SRP-9001 is intended to treat the underlying cause of Duchenne, which is characterized by mutations in the dystrophin gene that results in the lack of dystrophin protein. In the absence of dystrophin, which is required to strengthen and protect muscles, muscles become weakened and damaged. SRP-9001 is intended to deliver a gene that codes for a shortened, functional form of dystrophin to muscle cells. The committee’s positive vote is based on the evaluation of the totality of evidence including the SRP-9001 product design as well as biological and empirical data. SRP-9001 is supported by non-clinical evidence in addition to efficacy and safety data from studies 101, 102 and 103 as well as an integrated analysis across these three clinical studies comparing functional results to a propensity-score-weighted external control (EC).
The CTGTAC’s vote, while not binding, will be considered by the FDA when making its decision regarding the potential accelerated approval of SRP-9001. The Biologics License Application (BLA) for SRP-9001 is currently under priority review by the FDA with a regulatory action date of May 29, 2023.
About SRP-9001 (delandistrogene moxeparvovec)
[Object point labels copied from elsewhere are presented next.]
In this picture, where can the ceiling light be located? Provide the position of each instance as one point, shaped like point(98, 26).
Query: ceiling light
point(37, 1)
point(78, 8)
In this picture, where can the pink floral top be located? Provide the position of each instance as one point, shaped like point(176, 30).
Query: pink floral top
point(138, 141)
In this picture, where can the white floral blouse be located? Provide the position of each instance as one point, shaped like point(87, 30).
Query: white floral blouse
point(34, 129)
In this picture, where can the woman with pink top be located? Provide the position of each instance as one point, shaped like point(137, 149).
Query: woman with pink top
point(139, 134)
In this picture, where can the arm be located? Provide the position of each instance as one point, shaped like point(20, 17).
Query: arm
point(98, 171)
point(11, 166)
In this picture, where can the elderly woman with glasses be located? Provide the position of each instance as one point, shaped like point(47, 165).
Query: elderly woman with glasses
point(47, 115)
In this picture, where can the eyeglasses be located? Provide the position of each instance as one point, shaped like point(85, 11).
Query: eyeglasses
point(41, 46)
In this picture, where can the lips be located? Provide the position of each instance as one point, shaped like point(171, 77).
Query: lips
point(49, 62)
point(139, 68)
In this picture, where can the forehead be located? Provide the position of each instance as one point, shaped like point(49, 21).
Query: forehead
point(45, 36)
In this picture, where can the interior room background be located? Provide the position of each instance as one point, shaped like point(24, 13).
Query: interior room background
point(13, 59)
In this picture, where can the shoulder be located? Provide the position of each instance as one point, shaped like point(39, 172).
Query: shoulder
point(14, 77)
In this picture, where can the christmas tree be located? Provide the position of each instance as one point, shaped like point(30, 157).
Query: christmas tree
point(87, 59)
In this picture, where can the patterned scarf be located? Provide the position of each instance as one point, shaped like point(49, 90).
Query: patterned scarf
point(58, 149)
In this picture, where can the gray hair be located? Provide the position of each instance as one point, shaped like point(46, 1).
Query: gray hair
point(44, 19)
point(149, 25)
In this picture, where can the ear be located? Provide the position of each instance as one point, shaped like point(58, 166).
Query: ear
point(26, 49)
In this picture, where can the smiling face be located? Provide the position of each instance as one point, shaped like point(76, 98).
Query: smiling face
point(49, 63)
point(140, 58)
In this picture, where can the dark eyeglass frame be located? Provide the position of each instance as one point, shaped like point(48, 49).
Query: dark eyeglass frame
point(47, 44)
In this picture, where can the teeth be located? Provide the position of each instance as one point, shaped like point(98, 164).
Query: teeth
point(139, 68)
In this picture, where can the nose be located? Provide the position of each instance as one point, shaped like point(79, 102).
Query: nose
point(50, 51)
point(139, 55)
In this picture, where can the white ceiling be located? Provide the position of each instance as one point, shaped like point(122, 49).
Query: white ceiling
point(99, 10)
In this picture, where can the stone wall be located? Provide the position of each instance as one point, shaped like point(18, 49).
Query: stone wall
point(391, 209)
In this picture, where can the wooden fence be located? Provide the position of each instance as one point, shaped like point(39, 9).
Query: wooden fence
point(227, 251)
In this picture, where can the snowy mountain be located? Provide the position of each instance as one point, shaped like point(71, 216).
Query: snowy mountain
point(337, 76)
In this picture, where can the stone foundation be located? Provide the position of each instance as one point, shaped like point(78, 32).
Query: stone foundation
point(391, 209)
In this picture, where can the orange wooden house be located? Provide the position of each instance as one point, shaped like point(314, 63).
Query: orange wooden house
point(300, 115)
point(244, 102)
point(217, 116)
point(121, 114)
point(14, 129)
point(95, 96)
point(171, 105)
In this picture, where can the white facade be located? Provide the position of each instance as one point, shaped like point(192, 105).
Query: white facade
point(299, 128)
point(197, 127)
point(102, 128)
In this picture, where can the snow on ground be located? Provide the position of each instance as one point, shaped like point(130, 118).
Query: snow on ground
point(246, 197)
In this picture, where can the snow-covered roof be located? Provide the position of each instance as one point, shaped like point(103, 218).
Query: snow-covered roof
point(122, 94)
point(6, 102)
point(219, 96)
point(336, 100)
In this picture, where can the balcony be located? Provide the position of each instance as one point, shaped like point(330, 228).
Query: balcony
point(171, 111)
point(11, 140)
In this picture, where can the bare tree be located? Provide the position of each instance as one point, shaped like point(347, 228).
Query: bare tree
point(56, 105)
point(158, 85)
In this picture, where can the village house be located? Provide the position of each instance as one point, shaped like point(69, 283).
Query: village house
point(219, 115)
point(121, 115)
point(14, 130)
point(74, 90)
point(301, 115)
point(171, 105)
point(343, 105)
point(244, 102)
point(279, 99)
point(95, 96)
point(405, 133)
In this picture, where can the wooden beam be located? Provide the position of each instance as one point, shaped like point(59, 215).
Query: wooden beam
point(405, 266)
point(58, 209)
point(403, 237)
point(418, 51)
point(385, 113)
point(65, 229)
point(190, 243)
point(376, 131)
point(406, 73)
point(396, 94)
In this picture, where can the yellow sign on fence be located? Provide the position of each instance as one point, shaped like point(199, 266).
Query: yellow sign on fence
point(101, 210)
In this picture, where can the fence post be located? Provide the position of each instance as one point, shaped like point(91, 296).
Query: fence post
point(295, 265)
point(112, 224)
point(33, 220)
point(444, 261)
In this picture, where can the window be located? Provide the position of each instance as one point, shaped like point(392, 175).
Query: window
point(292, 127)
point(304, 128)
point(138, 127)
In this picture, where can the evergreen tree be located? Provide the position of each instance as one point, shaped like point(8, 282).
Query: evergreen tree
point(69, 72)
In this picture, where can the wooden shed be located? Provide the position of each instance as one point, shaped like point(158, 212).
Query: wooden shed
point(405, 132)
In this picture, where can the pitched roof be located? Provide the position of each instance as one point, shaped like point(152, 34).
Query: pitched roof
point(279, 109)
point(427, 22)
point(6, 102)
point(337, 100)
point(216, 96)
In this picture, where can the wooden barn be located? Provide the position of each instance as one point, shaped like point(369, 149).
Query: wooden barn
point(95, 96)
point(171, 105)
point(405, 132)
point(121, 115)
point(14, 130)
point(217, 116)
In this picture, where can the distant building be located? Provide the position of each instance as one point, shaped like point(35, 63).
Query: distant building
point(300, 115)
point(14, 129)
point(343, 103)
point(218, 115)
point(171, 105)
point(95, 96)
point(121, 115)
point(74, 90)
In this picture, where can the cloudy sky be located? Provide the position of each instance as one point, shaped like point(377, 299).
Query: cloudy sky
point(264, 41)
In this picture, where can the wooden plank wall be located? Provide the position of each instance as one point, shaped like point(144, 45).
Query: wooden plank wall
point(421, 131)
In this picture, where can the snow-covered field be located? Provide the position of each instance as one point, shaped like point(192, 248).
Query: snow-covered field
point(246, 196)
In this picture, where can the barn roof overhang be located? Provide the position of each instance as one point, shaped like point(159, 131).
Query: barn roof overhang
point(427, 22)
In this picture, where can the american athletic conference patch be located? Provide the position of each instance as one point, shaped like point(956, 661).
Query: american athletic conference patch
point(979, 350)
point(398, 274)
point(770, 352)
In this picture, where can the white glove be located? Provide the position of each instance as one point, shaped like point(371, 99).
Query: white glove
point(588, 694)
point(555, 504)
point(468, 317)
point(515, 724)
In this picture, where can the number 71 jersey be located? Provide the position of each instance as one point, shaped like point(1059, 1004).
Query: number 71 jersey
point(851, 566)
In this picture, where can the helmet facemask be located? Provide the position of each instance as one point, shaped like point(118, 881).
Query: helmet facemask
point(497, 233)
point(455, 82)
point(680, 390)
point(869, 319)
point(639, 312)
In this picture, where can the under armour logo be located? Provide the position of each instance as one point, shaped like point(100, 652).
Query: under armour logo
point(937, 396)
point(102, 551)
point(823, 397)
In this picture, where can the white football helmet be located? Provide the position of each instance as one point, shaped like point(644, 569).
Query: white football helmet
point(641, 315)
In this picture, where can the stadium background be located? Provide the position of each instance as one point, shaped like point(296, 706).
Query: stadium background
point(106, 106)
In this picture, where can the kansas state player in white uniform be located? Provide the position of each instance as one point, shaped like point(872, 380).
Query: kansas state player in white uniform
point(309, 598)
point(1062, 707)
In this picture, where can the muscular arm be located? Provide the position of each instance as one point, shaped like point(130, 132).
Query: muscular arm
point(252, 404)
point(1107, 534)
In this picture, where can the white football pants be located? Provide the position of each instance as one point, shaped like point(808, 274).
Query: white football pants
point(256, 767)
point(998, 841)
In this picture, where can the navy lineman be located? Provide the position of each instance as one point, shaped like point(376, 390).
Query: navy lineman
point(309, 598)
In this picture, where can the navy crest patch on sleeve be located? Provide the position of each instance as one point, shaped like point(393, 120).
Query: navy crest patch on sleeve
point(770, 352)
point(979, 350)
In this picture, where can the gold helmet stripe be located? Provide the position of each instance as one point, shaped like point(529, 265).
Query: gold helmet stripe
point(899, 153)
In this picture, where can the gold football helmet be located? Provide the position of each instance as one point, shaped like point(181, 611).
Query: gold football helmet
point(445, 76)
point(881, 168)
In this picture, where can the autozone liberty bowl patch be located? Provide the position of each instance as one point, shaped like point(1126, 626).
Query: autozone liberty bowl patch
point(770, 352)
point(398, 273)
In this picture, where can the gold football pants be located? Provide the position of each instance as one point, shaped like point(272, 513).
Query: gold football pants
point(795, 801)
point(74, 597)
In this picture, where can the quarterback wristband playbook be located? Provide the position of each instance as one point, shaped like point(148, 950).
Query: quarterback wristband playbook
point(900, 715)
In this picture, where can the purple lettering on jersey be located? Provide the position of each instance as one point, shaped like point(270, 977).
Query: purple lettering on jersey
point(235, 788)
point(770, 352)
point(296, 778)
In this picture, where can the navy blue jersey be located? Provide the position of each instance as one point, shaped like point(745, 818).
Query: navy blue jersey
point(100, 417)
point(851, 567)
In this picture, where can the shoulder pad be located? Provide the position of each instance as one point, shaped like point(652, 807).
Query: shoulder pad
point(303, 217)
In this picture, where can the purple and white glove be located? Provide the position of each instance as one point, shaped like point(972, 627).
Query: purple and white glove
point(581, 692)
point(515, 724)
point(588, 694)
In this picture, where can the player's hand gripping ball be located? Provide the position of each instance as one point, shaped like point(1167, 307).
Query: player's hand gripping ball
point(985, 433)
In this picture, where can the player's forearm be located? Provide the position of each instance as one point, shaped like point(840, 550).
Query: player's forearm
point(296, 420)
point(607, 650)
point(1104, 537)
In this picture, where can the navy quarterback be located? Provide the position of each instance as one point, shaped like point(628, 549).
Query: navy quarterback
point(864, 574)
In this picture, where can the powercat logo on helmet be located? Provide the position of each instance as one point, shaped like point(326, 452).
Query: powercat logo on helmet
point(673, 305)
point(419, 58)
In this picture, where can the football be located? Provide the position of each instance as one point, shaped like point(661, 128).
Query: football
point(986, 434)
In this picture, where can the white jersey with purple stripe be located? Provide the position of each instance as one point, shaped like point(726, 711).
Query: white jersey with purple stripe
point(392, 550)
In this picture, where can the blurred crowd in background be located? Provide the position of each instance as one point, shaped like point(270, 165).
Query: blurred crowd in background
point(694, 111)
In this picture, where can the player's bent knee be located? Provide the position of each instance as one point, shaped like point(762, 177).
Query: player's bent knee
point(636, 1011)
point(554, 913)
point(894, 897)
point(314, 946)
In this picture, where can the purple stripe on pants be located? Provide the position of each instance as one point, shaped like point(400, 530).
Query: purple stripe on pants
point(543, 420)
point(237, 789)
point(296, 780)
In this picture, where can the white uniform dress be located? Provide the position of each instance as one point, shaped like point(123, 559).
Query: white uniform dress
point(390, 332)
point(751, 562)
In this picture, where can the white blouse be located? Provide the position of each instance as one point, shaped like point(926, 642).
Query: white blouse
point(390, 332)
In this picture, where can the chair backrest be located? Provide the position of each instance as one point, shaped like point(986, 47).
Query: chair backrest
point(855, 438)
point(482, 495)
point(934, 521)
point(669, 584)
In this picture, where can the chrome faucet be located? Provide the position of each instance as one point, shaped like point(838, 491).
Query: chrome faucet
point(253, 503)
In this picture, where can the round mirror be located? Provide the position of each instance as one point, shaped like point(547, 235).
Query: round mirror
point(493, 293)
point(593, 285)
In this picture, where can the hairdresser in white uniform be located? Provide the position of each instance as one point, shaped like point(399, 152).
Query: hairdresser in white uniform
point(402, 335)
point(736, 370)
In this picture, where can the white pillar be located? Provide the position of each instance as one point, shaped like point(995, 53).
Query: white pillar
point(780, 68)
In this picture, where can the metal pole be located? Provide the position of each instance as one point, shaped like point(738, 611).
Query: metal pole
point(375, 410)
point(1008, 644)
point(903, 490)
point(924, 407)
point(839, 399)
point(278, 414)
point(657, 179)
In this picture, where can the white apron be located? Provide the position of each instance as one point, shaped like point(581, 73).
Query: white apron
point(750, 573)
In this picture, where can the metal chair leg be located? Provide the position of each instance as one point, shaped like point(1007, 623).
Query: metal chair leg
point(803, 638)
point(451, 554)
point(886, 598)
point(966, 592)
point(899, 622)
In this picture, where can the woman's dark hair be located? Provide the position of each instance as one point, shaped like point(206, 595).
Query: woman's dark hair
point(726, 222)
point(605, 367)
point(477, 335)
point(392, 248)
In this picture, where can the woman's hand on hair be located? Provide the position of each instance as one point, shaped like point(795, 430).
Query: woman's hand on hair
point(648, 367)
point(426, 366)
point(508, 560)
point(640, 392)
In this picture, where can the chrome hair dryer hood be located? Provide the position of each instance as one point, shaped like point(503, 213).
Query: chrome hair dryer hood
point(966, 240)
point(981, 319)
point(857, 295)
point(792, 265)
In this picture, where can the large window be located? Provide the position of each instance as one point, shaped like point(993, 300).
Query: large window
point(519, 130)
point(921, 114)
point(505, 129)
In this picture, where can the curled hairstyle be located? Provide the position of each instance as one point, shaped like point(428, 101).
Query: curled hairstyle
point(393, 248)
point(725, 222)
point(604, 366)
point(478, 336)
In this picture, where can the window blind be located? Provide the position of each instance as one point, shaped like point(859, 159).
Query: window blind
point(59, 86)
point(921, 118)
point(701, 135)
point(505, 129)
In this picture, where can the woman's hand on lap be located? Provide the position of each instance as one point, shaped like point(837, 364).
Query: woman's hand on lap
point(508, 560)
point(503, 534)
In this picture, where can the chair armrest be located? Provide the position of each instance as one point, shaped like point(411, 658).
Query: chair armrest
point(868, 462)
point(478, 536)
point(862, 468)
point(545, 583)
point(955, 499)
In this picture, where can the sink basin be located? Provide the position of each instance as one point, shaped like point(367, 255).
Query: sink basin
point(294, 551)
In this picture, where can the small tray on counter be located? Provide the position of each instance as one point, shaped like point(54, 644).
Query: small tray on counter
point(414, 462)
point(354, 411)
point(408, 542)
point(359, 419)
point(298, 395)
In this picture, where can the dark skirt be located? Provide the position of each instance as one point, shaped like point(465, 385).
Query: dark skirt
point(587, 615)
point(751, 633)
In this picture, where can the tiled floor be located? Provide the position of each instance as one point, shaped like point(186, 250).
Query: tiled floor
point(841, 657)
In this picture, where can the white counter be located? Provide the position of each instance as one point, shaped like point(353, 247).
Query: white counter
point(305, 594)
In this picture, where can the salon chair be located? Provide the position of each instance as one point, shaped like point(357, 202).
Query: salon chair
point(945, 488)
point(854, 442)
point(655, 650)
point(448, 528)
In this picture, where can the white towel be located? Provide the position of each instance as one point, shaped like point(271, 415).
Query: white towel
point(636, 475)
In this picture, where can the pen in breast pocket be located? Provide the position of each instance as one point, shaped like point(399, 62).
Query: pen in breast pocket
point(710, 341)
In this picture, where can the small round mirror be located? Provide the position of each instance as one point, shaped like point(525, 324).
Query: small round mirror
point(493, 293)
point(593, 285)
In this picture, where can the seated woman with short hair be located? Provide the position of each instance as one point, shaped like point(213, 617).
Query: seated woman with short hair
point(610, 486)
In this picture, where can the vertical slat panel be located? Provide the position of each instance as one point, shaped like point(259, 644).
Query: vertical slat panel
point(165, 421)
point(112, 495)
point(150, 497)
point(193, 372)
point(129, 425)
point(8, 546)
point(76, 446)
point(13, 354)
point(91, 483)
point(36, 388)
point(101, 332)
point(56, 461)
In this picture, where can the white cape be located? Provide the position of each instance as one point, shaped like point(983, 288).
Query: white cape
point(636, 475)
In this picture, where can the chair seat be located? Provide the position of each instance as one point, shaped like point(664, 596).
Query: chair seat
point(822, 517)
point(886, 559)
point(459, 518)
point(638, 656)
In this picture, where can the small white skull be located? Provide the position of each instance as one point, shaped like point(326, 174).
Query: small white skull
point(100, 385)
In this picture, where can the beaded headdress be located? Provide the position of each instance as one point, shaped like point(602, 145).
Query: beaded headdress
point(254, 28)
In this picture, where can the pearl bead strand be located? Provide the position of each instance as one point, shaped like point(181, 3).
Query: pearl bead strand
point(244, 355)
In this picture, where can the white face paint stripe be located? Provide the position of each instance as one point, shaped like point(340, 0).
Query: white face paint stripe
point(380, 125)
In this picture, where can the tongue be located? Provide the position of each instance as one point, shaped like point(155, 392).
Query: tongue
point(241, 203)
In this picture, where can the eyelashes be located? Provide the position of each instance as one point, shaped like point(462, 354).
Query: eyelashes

SRP-9001 (delandistrogene moxeparvovec) is an investigational gene transfer therapy designed to address the underlying cause of DMD through the targeted production of functional components of dystrophin in muscle tissue. Sarepta is responsible for global development and manufacturing for SRP-9001 and plans to commercialize SRP-9001 in
About Duchenne Muscular Dystrophy
Duchenne muscular dystrophy (DMD) is a rare, fatal neuromuscular genetic disease that occurs in approximately one in every 3,500-5,000 newborn males worldwide. DMD is caused by a change or mutation in the gene that encodes instructions for dystrophin. Symptoms of DMD usually appear in infants and toddlers. Affected children may experience developmental delays such as difficulty in walking, climbing stairs or standing from a sitting position. As the disease progresses, muscle weakness in the lower limbs spreads to the arms and other areas. Most patients require full-time use of a wheelchair in their early teens, and then progressively lose the ability to independently perform activities of daily living such as using the restroom, bathing and feeding. Eventually, increasing difficulty in breathing due to respiratory muscle dysfunction requires ventilation support, and cardiac dysfunction can lead to heart failure. The condition is universally fatal, and patients usually succumb to the disease in their twenties.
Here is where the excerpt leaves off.